Words echoed by an open letter sent by more than 7,000 childminders on October 22 to raise awareness of the overcrowding of services.

Challenges of urban medicine

Contacted by, general practitioner Yvon Le Flohic said, “We can wonder if the hospital is the right size, if we will start running the white plan with every outbreak …”. The latter believe that the gradual reduction of general practitioners and paediatricians in the city is contributing to the overcrowding of emergency cases.

“In recent years, we have observed the disappearance of general practitioners in the city, along with pediatricians. In France, 6 million people do not have a general practitioner. That is, these are people who go directly to the doctor as soon as their child is affected. hospital,” he said.

According to Sylvie Hubinois, a liberal pediatrician in Saint-Germain-en-Laye, France, it has so far trained only 300 pediatricians each year.

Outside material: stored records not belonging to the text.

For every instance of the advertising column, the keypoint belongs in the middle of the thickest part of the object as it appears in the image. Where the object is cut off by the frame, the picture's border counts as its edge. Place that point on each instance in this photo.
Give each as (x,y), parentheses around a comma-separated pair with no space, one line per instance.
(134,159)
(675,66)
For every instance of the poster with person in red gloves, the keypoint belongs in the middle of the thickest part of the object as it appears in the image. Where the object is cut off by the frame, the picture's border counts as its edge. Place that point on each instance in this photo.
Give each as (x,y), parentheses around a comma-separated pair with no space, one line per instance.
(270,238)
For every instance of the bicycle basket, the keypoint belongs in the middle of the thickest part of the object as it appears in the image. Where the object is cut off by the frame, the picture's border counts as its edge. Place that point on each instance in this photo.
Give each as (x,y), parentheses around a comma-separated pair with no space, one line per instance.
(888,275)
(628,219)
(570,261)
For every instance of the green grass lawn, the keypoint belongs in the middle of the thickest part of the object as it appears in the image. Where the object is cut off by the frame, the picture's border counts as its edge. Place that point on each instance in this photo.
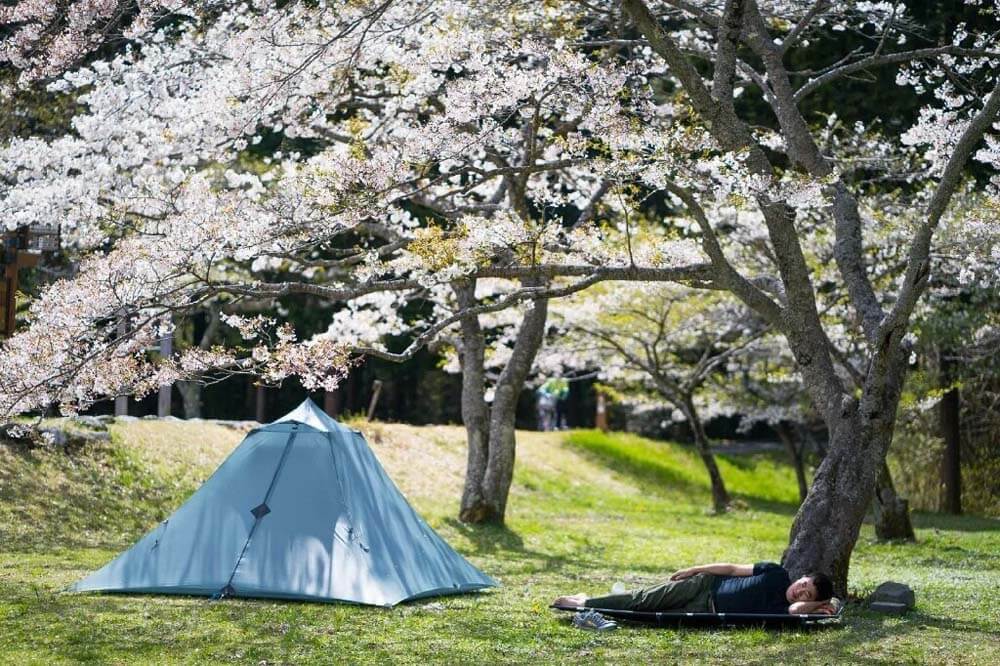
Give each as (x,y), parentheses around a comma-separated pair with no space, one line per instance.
(586,511)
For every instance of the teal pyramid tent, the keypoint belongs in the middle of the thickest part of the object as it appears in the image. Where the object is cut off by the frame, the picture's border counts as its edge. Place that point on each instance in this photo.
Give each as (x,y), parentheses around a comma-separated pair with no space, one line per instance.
(301,509)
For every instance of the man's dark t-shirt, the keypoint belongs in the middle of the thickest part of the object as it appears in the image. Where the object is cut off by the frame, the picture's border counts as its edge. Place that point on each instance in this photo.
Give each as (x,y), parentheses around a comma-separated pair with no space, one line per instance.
(762,592)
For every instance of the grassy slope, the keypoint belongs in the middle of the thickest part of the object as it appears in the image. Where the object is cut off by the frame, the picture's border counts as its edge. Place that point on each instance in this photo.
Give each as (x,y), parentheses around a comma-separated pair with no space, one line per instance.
(586,511)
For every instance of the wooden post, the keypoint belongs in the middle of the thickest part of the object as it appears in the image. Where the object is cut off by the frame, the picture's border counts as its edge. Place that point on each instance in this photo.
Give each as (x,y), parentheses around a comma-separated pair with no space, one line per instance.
(163,402)
(601,421)
(376,390)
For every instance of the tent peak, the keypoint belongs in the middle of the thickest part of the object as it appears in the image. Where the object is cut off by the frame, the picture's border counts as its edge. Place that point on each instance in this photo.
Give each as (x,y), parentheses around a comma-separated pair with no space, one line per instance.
(310,414)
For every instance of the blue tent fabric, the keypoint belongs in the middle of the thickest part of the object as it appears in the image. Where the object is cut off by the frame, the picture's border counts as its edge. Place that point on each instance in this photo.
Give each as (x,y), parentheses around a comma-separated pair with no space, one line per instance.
(301,509)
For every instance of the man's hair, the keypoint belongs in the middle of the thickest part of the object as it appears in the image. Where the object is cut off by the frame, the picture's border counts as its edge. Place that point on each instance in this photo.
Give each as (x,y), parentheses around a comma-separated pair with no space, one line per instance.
(824,586)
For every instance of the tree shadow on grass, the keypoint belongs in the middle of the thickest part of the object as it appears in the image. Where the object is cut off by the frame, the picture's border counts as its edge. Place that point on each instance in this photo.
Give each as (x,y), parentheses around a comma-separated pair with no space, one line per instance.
(955,523)
(663,479)
(863,628)
(504,543)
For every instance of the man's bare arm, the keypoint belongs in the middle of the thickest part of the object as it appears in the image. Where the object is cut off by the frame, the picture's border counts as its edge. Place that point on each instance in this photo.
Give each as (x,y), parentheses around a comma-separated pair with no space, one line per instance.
(719,569)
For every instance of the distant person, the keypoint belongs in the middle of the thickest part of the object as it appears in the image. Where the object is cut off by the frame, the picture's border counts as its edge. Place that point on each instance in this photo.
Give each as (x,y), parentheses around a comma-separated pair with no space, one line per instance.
(764,587)
(546,407)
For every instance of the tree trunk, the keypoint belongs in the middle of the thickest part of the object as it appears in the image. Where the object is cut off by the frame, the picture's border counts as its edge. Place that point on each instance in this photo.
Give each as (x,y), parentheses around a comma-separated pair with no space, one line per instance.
(892,513)
(828,522)
(795,453)
(486,500)
(951,461)
(475,412)
(191,391)
(720,496)
(191,398)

A number that has increased slightly, but remains insufficient. “Pediatrics in France has always been weak, we have few pediatricians per capita compared to our European neighbors with urban pediatric systems,” laments the doctor.

“In the city we are tired, in addition to the usual consultations, pediatricians have to manage 10-15 emergencies a day!”, Sylvie Hubinois continues.

Disruption caused by Covid-19?

Structural problems aside, the fact remains that the current epidemic of bronchiolitis remains a health concern. Experts interviewed emphasize the possible regulatory role played by the Covid-19 pandemic in the last two years, reminding that these are only hypotheses.

Sylvie Hubinois recalls that in the winter of 2020, the epidemic was contained due to arrests and barrier gestures, before returning in the winter of 2021 due to the easing of epidemic prevention measures.

For Véronique Hentgen, “we only have assumptions about the vitality of this year. All epidemics since Covid-19 are irregular”. This is evidenced by the fact that many cases of bronchiolitis this autumn were recorded very early, as early as October.

Yvon Le Flohic, “We can ask ourselves the question of the ecosystem of epidemics, all of which are affected by Covid-19, which are very powerful.”

Don’t overexpose your children

Parents are urged to be careful in this unpleasant context. Especially since the slowing of the increase in cases can only be attributed to school holidays, it may lead to a decrease in contact between children. Véronique Hentgen warns: “It can start again later!”.

For pediatricians contacted by, it’s important for parents of young children to take precautions, especially when they’re under three months old. Bronchiolitis occurs mainly in newborns and is caused by the RSV virus. Symptoms that should be alarming are fever, difficulty breathing and eating.

“Overcrowded places, such as shopping malls, should be avoided. Even if it seems very prudent during family meals, you should not pass the baby from arm to arm!”, Sylvie Hubinois insists.

Before remembering that bronchiolitis is mostly benign. “When a child is still eating properly, they need to see their pediatrician or general practitioner, not the emergency room.”